A woman, greatly distressed over the death of her child, sought consolation from Lord Buddha. His reply was that he could not help her, until she brought him a mustard seed, one which had come from a household that had never known sorrow. The woman visited every house in the village, and on returning to the Buddha, reluctantly admitted that she had not been able to obtain even one seed. In every place she visited there could be told some story of unhappiness or suffering; a sickness in one family, death in another, unhappy marriages, hunger, financial struggles and so on.
Cleverly, the woman had been guided by Buddha, in a very practical way, into realization of the first of the Four Noble Truths, the foundation of Buddhist philosophy. This first truth states quite simply that all human existence involves suffering. This is not intended to be a morbid outlook as it does not deny that life has its joys as well. However, the Buddha laid emphasis on the fact that it is dukha (pain and suffering) and not sukha (joy and pleasure) which has the necessary quality to propel man towards spiritual enlightenment.
The obvious corollary is that the more suffering we can create the more rapidly we will evolve, a rather horrifying concept which the Buddha modified by emphasizing the 'middle path', a balance between the extremes of indulgence and asceticism, both of which he had personal experience of, and both of which he had rejected as being of more hindrance than help in his quest for enlightenment. However, as he showed to this woman who had sought his help, realization of, and acceptance of the universal nature of suffering in human existence, is the first step towards the goal of enlightenment.
Why suffering? Nobody likes it, most people don't want to know about it, the majority of human endeavour is aimed towards avoiding it, yet the teacher of one of the world's major religions has made it the basis of his philosophy. In his own words, the Buddha said 'Know this, O bhikshus, now, as formerly, I teach only of suffering, and the elimination of suffering.' There is nothing in this statement about God, in fact the existence or non-existence of God seemed irrelevant to Buddha. Although he was teaching a path to enlightenment, he never discussed God, but focused his teaching on suffering, its causes, and its cessation. With cessation of suffering comes the realization of higher consciousness or nirvana.

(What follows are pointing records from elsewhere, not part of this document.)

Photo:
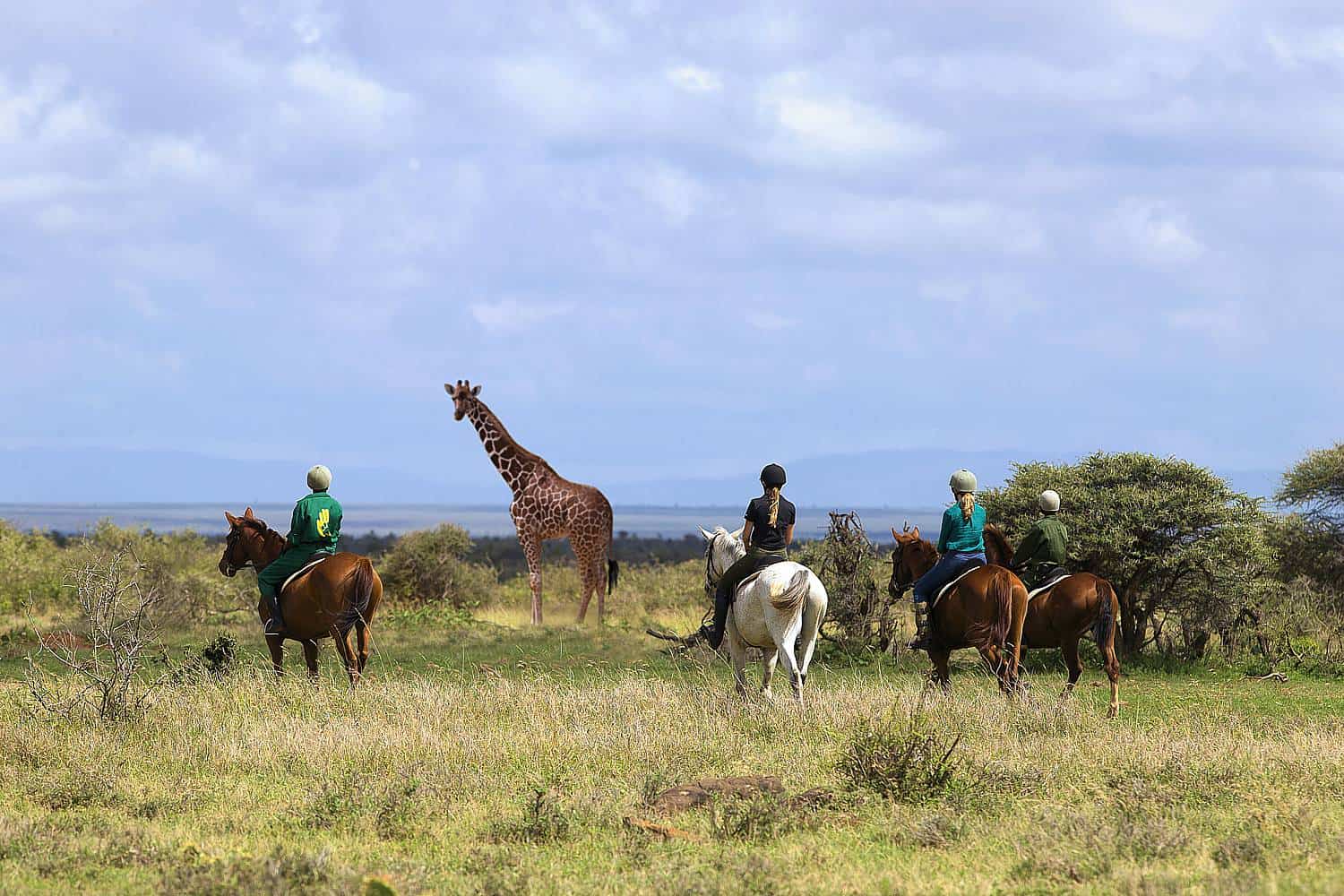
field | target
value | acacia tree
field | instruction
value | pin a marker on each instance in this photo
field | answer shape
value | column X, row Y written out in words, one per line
column 1171, row 536
column 1312, row 540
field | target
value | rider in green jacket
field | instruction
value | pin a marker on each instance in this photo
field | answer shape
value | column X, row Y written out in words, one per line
column 314, row 528
column 1045, row 548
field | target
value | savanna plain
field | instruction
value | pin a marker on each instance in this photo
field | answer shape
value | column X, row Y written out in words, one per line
column 483, row 754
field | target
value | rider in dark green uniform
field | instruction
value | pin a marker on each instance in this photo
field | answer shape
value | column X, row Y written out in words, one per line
column 1045, row 548
column 314, row 528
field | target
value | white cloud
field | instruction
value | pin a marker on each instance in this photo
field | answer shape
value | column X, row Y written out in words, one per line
column 816, row 124
column 672, row 191
column 695, row 80
column 1150, row 231
column 1217, row 323
column 513, row 314
column 870, row 225
column 771, row 322
column 344, row 91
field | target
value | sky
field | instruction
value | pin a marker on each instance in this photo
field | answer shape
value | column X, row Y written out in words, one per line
column 671, row 241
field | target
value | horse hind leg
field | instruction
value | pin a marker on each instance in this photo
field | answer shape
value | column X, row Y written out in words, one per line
column 768, row 664
column 362, row 637
column 1074, row 664
column 311, row 659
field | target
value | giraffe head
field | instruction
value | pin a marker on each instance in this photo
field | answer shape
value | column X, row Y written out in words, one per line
column 464, row 395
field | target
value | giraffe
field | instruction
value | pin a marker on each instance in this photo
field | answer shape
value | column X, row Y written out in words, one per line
column 546, row 505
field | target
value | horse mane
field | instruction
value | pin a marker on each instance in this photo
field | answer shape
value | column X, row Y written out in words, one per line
column 997, row 549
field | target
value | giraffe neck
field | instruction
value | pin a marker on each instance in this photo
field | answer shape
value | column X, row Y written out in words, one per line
column 513, row 461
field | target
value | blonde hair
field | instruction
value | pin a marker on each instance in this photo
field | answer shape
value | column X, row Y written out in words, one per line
column 968, row 503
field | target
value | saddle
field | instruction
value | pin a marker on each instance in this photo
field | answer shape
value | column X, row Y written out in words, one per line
column 301, row 571
column 1055, row 576
column 961, row 575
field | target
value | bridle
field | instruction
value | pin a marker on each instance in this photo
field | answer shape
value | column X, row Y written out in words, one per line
column 234, row 535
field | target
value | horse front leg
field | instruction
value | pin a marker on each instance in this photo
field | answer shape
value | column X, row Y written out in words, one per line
column 768, row 662
column 277, row 653
column 311, row 659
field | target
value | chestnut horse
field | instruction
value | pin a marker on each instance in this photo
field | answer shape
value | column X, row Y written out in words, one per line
column 330, row 600
column 986, row 610
column 1055, row 618
column 1062, row 614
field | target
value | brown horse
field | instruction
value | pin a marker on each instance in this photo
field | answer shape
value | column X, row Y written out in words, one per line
column 1055, row 618
column 330, row 600
column 986, row 610
column 1061, row 616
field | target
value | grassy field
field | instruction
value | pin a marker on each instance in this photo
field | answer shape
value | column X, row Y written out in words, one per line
column 487, row 756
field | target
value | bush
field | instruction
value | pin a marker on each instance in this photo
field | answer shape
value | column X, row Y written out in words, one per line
column 900, row 761
column 32, row 568
column 432, row 564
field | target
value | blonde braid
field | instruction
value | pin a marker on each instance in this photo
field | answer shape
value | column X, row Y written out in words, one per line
column 968, row 501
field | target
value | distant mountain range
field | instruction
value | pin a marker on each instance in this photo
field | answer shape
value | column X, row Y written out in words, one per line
column 894, row 478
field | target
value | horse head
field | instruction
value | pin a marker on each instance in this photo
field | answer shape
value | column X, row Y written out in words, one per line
column 722, row 548
column 911, row 557
column 464, row 395
column 245, row 544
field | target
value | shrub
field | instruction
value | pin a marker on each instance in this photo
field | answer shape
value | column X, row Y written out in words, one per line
column 105, row 668
column 900, row 761
column 432, row 564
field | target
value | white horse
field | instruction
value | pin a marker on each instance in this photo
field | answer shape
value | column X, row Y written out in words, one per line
column 771, row 611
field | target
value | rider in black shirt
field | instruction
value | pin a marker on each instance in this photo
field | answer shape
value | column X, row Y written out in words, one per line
column 768, row 532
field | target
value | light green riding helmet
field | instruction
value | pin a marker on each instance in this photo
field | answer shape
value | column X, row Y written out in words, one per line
column 962, row 481
column 319, row 478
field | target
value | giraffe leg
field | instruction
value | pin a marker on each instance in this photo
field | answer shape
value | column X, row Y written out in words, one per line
column 583, row 555
column 532, row 551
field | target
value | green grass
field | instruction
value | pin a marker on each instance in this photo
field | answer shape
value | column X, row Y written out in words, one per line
column 489, row 756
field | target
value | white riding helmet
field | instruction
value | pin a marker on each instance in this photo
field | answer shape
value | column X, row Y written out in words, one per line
column 962, row 481
column 319, row 478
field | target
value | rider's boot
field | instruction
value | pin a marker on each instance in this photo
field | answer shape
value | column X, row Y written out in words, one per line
column 276, row 625
column 922, row 640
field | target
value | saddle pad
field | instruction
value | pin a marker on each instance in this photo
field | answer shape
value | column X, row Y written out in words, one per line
column 948, row 587
column 303, row 570
column 1047, row 586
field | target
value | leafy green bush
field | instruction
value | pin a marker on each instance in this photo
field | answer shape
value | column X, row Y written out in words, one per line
column 32, row 568
column 432, row 564
column 900, row 759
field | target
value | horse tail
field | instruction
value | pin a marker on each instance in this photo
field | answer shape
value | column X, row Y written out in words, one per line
column 793, row 594
column 1008, row 597
column 358, row 595
column 1000, row 600
column 1104, row 627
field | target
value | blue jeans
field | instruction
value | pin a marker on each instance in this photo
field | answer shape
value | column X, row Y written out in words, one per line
column 948, row 567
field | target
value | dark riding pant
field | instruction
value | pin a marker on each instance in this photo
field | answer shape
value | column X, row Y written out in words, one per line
column 728, row 586
column 949, row 565
column 287, row 564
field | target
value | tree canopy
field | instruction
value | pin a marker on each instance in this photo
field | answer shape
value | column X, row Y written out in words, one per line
column 1172, row 538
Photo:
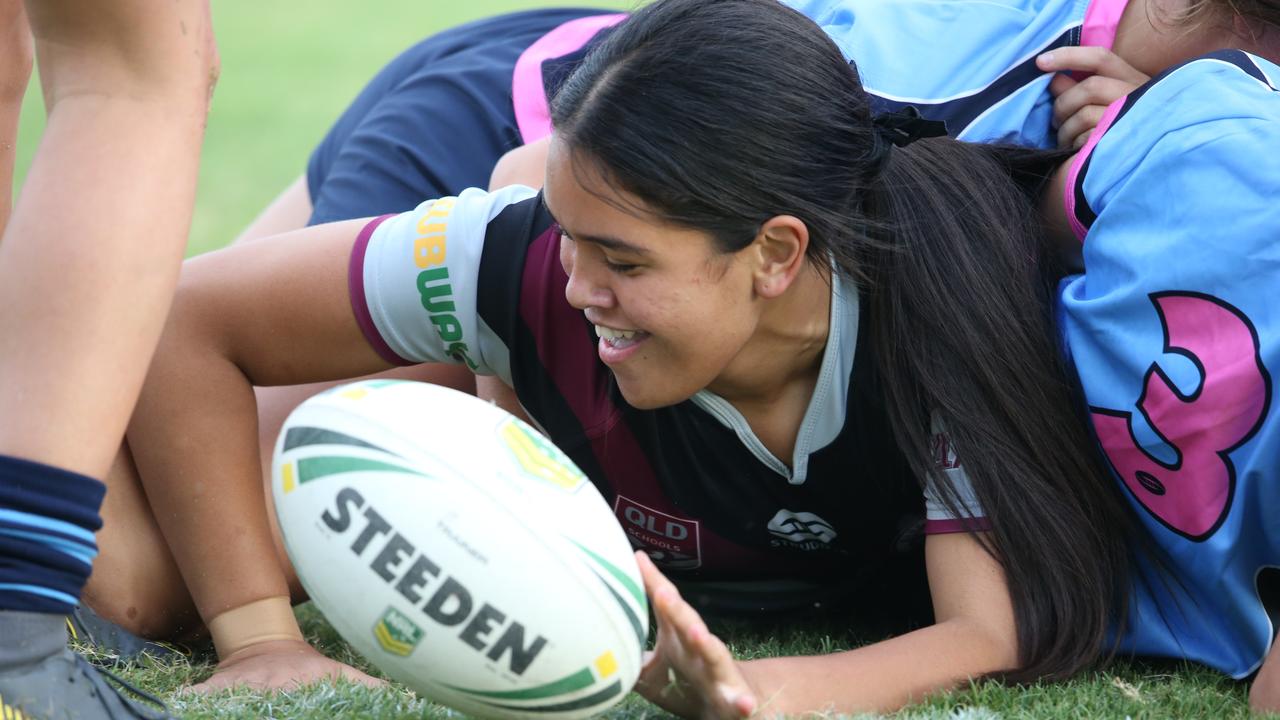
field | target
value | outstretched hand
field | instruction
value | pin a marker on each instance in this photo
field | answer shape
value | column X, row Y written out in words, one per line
column 1079, row 104
column 690, row 671
column 279, row 665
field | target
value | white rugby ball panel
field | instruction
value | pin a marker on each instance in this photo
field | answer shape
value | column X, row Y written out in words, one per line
column 460, row 551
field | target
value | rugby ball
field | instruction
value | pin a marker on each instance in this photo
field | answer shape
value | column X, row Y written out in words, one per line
column 460, row 551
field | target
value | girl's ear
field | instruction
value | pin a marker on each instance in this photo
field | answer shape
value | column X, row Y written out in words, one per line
column 780, row 251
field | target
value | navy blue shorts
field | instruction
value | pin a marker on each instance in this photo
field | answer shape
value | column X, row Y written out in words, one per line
column 433, row 122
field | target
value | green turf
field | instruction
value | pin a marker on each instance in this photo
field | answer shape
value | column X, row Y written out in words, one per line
column 1127, row 689
column 288, row 69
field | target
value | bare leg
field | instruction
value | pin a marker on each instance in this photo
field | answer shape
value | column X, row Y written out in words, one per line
column 136, row 582
column 522, row 165
column 16, row 63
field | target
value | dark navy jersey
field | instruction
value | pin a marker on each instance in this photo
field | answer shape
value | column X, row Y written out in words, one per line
column 478, row 279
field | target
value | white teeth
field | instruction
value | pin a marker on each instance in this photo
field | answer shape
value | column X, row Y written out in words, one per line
column 611, row 333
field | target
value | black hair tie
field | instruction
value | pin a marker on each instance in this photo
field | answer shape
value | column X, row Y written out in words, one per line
column 900, row 128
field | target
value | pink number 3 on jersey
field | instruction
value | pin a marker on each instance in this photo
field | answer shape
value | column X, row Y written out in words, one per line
column 1192, row 495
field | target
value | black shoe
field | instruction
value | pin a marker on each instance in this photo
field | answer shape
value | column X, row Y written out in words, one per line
column 112, row 645
column 41, row 679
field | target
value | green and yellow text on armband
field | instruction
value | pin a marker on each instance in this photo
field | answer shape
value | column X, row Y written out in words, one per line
column 430, row 250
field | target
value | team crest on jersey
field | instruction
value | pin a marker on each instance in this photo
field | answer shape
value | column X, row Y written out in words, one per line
column 803, row 531
column 673, row 543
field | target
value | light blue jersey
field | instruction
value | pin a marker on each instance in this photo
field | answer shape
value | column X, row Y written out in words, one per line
column 968, row 63
column 1174, row 329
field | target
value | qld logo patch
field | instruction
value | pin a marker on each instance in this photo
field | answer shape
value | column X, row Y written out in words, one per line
column 672, row 542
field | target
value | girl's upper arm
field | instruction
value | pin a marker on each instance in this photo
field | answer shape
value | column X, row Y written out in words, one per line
column 360, row 296
column 279, row 308
column 968, row 586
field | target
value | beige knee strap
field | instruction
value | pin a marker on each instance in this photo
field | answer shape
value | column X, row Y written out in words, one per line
column 263, row 620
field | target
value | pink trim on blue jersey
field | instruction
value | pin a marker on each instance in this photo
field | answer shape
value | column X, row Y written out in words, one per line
column 360, row 302
column 1073, row 176
column 528, row 92
column 1101, row 21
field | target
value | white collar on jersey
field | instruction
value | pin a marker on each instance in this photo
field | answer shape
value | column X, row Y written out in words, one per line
column 824, row 417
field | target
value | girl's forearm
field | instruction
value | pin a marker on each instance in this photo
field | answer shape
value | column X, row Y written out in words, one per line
column 882, row 677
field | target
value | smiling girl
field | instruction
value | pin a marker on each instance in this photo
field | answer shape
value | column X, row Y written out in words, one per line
column 736, row 308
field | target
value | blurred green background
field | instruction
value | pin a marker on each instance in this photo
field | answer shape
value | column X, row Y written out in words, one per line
column 288, row 69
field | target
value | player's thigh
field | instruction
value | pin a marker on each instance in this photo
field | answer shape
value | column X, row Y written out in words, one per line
column 288, row 212
column 136, row 582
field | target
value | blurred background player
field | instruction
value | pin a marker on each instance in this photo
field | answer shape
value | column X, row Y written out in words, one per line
column 88, row 261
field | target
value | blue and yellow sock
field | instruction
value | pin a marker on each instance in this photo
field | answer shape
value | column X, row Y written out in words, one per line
column 48, row 518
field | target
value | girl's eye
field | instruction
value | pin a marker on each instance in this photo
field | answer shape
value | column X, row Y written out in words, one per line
column 621, row 268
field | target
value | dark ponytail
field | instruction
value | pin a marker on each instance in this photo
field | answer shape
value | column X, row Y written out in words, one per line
column 720, row 114
column 961, row 320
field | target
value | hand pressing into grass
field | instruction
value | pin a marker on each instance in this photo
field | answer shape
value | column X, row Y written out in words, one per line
column 690, row 671
column 279, row 665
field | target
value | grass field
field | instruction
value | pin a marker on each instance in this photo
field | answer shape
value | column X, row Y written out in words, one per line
column 288, row 69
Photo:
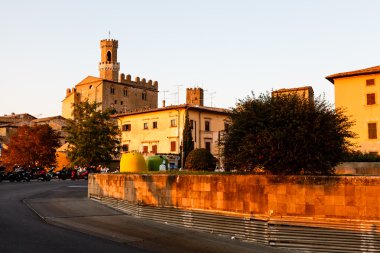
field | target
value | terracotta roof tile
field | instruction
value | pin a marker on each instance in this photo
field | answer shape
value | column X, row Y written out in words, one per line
column 371, row 70
column 171, row 107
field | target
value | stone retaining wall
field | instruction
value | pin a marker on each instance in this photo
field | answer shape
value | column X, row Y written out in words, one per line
column 248, row 195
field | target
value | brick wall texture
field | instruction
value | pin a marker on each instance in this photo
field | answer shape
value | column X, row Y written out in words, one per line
column 315, row 197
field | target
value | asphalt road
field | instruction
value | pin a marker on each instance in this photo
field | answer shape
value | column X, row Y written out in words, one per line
column 57, row 216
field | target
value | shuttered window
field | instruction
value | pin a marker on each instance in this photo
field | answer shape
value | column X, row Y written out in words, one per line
column 371, row 99
column 372, row 131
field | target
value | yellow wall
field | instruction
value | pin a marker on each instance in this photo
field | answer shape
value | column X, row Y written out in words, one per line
column 164, row 134
column 351, row 94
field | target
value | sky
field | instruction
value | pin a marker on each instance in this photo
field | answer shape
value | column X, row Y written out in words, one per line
column 229, row 48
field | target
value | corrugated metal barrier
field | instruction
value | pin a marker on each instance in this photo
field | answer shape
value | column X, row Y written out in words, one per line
column 300, row 235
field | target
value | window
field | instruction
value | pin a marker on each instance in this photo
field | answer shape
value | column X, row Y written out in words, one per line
column 372, row 131
column 208, row 146
column 125, row 147
column 126, row 127
column 109, row 56
column 207, row 125
column 369, row 82
column 154, row 149
column 173, row 146
column 371, row 99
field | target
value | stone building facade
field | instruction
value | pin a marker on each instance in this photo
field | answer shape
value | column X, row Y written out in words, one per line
column 111, row 89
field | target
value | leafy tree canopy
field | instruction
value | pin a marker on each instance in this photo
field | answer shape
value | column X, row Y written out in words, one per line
column 93, row 136
column 286, row 134
column 32, row 146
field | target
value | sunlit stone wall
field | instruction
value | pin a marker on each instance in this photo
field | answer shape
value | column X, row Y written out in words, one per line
column 248, row 195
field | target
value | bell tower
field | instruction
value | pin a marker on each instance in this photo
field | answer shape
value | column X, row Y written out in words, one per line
column 108, row 65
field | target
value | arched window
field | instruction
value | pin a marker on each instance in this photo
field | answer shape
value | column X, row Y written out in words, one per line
column 109, row 56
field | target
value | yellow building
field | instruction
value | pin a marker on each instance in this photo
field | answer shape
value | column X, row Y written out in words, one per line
column 159, row 131
column 111, row 89
column 358, row 92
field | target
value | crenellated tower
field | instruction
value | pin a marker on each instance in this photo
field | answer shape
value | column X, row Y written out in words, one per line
column 108, row 65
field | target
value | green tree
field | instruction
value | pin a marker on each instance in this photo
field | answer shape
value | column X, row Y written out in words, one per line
column 286, row 135
column 32, row 146
column 200, row 159
column 187, row 138
column 93, row 136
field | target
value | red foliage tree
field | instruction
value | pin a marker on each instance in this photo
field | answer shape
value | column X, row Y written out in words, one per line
column 32, row 145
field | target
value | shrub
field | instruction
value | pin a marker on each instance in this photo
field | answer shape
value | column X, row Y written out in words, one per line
column 200, row 159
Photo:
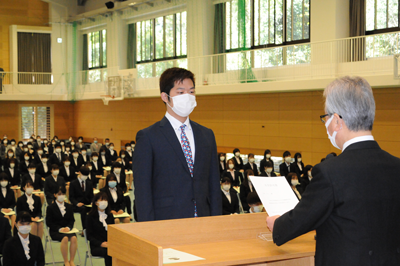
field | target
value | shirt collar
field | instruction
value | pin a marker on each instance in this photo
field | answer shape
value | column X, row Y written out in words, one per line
column 357, row 139
column 176, row 124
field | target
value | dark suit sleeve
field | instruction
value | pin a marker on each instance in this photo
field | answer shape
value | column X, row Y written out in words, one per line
column 313, row 209
column 142, row 171
column 214, row 184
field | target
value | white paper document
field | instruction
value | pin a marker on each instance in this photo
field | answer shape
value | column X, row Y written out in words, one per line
column 275, row 194
column 175, row 256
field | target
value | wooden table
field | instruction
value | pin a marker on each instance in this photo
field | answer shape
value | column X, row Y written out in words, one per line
column 221, row 240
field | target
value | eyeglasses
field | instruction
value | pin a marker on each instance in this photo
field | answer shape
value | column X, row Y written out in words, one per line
column 323, row 119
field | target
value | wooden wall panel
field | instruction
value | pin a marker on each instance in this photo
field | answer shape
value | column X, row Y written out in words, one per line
column 250, row 122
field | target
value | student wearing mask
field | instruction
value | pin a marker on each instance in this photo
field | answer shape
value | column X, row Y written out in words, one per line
column 251, row 165
column 287, row 166
column 115, row 197
column 235, row 176
column 53, row 182
column 81, row 194
column 7, row 199
column 31, row 204
column 237, row 160
column 230, row 201
column 24, row 248
column 97, row 223
column 254, row 203
column 299, row 165
column 222, row 163
column 267, row 158
column 60, row 220
column 268, row 170
column 245, row 188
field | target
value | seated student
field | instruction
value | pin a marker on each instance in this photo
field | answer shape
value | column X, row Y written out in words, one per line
column 237, row 160
column 60, row 220
column 7, row 198
column 251, row 164
column 44, row 166
column 97, row 222
column 31, row 204
column 268, row 170
column 5, row 231
column 222, row 163
column 36, row 179
column 230, row 201
column 295, row 185
column 97, row 169
column 23, row 166
column 115, row 197
column 24, row 248
column 245, row 188
column 286, row 166
column 306, row 178
column 299, row 165
column 52, row 183
column 235, row 176
column 116, row 169
column 112, row 155
column 76, row 163
column 81, row 193
column 104, row 158
column 254, row 203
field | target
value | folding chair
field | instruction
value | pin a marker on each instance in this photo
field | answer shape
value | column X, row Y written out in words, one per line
column 88, row 253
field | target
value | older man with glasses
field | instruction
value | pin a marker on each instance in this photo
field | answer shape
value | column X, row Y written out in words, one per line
column 353, row 200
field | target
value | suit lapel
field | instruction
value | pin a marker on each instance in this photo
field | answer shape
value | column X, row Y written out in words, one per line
column 170, row 135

Notably the Buddha did not teach avoidance of dukha, but the way to overcome it. If it were merely a question of avoiding suffering, the state of nirvana would be a rather common affair in the everyday life of man. However, the conquering of suffering first involves an acceptance of its existence, the First Noble Truth. We are all aware of the existence of suffering, but what Buddha was teaching, and what really makes a difference to our state of realization is its acceptance. Only from this basis can we begin to develop a true knowledge of existence.
The other three of Buddha's Four Noble Truths deal with the causes of suffering, how suffering can be overcome, then the path towards complete enlightenment, nirvana. These three truths are the logical sequence from the first, and correspond greatly with the teachings of Patanjali, Christ, and other spiritual masters. However, it is realization of the first truth which commits us to the inner struggle for freedom, and if this truth is fully realized, we can never look upon the world in the same way as we knew it before.